Our recommendation is that you have only the two most recent backups on hand. Delete the rest. We also recommend that you store a copy on a cloud platform of your choice – Drive, Dropbox, etc. – so that you have access to it outside of your host’s server.
Mix and Match
Full website backups are great, but you need to do more. In some instances, you’ll need to restore data, but don’t want to do a full site restoration. In that case, you could do so from a specific type of backup. We recommend periodically backing up your theme, your database, and your website files.
How often should you back up your site? That really depends on your site. A largely static site could probably get by with backing up once every couple of months, while someone who blogs every single day might need to back up weekly, or twice weekly depending on the sensitivity of the information in question. Your backup schedule should be tailored to your specific needs and requirements – there is no one size fits all solution here.

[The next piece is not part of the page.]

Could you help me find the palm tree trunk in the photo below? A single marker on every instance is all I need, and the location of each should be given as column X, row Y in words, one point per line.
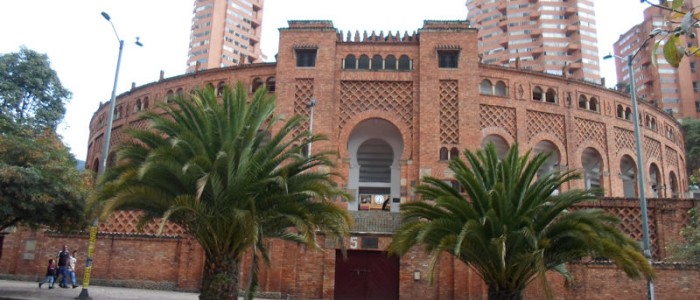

In the end, backing up your website really isn’t optional. It’s mandatory, at least if you want to have a fighting chance of rebuilding things in a worst-case scenario.
However, there’s more to it than just backing up your entire site once per month and sticking the copies on a folder on your server somewhere. Backing up really requires an underlying strategy to ensure that you’re meeting your own needs in the event that you do need to restore part or all of your website.